# Owners' Discount When Renting a Marriott timeshare



## Dave M (Jun 8, 2005)

*I have copied and slightly edited the following from an old TUG BBS thread.*
(Note that the discount discussed below applies only for stays at Marriott timeshares. There is currently no owner discount for staying at Marriott hotels and other non-timeshare Marriott properties.) (*Edited on 12/27/06 to note that the owners' discount is applicable for some hotel stays. Try it when making a reservation.*)

-------------------------------------------------

jwa287

TUG Member 
Posts: 227
From: lyndhurst, ohio usa
Registered: Jul 2003 

posted 05-09-2004 19:21

When a Marriott timeshare owner wishes to book at another Marriott timeshare property, what is the TOTAL discount one receives? A moderator once mentioned it was *35%*... How do we book online to obtain that discount? I know there is a promotional code, but don't remember what that will be.

---------------------------------------------------

camachinist

TUG Member 
Posts: 1412
From: Kerman, CA
Registered: Feb 2004 

posted 05-09-2004 21:12

Type *MOD* into the corporate code box in the reservation engine. 
Let me know if you see a rate for a 35% discount when using the Marriott Gold VISA (which I can't find exists anywhere). I've asked the Marriott Concierge on FT this question but haven't seen an answer back yet. 
Otherwise, the discount, at least at the resorts I've looked at (NCV and MAW most recently) is 25%.

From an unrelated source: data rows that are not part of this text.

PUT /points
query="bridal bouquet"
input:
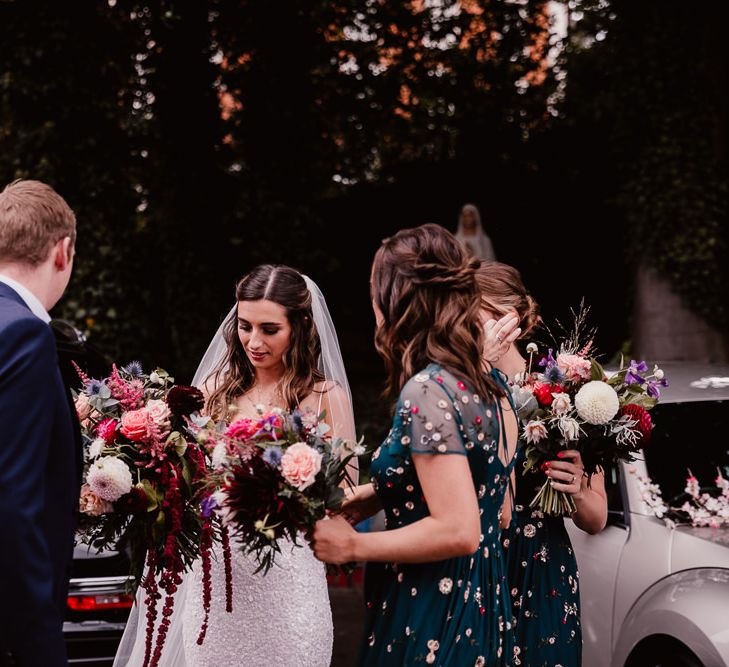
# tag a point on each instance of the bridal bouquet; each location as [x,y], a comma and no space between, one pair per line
[143,473]
[274,477]
[571,403]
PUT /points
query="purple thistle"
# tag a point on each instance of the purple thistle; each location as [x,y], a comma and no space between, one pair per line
[632,375]
[93,388]
[133,368]
[272,456]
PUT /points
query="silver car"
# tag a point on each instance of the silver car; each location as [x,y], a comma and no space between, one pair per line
[650,594]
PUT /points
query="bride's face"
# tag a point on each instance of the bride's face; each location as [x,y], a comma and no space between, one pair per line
[264,332]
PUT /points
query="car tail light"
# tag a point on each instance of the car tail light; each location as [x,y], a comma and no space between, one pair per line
[100,602]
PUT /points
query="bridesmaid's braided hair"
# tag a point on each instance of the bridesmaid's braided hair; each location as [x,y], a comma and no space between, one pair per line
[235,375]
[424,283]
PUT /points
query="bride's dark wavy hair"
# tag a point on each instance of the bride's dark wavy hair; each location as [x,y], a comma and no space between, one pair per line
[424,283]
[235,375]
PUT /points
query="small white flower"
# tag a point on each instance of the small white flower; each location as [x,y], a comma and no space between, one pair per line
[561,403]
[109,478]
[96,447]
[219,457]
[445,585]
[535,431]
[569,428]
[597,402]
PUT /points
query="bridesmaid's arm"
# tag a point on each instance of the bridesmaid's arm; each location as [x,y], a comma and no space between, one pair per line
[589,495]
[452,529]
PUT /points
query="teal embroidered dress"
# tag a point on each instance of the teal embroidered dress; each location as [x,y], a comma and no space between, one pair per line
[542,574]
[454,612]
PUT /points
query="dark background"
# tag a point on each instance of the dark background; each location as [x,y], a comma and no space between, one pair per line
[195,140]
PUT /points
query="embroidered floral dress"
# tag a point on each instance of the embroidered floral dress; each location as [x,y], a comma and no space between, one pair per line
[454,612]
[542,574]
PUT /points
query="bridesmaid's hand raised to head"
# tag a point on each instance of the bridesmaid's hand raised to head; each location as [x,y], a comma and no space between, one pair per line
[499,335]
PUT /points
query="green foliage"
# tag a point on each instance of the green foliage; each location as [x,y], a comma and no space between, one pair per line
[656,76]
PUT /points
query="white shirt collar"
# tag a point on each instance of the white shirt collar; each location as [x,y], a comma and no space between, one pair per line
[30,299]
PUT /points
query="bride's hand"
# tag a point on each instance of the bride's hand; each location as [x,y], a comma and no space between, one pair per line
[360,503]
[333,541]
[500,334]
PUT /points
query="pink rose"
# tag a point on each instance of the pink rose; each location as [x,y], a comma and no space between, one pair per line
[575,367]
[160,413]
[300,465]
[243,429]
[135,424]
[106,430]
[83,407]
[91,504]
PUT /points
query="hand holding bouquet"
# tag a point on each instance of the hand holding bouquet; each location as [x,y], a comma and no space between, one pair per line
[571,404]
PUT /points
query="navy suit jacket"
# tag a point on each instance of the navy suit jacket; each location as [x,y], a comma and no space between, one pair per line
[39,488]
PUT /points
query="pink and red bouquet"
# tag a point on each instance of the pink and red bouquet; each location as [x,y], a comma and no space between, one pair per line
[274,477]
[571,403]
[144,473]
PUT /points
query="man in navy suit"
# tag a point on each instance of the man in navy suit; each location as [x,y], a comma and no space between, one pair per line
[39,455]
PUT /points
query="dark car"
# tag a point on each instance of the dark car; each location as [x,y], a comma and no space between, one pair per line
[97,607]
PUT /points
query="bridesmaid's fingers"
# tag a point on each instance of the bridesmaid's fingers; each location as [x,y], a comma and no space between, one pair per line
[564,465]
[568,476]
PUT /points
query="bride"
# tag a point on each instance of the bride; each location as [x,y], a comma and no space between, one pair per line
[277,349]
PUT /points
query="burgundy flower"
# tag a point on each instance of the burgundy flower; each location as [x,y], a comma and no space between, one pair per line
[543,392]
[644,423]
[134,502]
[183,400]
[252,494]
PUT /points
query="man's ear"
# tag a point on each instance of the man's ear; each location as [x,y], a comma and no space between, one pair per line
[63,253]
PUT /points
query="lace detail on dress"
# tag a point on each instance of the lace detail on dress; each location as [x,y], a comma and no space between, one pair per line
[282,618]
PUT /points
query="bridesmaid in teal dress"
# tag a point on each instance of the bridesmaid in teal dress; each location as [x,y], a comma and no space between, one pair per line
[441,474]
[542,569]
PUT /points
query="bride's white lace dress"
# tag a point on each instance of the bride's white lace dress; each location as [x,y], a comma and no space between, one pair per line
[282,618]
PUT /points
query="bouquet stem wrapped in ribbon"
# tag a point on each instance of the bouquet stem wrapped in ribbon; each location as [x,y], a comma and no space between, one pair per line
[571,403]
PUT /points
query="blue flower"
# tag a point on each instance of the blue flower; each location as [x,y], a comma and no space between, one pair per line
[133,368]
[207,506]
[653,390]
[93,388]
[272,455]
[632,376]
[554,374]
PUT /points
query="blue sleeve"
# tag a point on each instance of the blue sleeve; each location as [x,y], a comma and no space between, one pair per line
[29,617]
[432,422]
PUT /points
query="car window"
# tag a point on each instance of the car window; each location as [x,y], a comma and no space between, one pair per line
[688,435]
[614,494]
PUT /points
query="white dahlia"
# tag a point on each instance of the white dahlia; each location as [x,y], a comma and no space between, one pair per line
[597,402]
[109,478]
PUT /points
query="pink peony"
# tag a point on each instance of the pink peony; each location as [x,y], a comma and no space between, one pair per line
[83,407]
[243,429]
[160,413]
[91,504]
[106,430]
[575,367]
[135,424]
[300,465]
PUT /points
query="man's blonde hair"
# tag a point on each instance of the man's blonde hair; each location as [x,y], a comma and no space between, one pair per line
[33,218]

--------------------------------------------------

DougH

TUG Member 
Posts: 275
From: Franklin, TN Used to Own: Marriott Kauai
Registered: Dec 2000 

posted 05-10-2004 05:57

The discount is not automatic; it's based on availability of rooms. 

*25%* if you are an MVCI owner 

*10%* if you use your Marriott Visa 

And yes, those are cumulative percentages. For a total of *35%*...but once again, only if the rooms are available for discount and haven't been blacked out. 

------------------------------------------------
Dave M
Administrator 
TUG Member 
Posts: 6257
From: Boston, MA
Registered: Dec 2000 

posted 05-11-2004 05:55

I just tested the discount rate for NCV. I used 1/13-1/15/05 and, using the MOD code, got two rates: a 25% discount without a VISA and 35% discount with a VISA. 

The rate rules specify that the rate with the VISA requires that you "MUST GUARANTEE AND PAY WITH MARRIOTT GOLD CARD VISA." However, the benefit to owners is for using any Marriott VISA. The language specifying "Gold" is just outdated. 

Many of us here (including me - on several occasions) have obtained the full 35% discount. No one has ever reported on this board of having lost the promised 35% discount merely because they didn't have a specific type of Marriott VISA card.


----------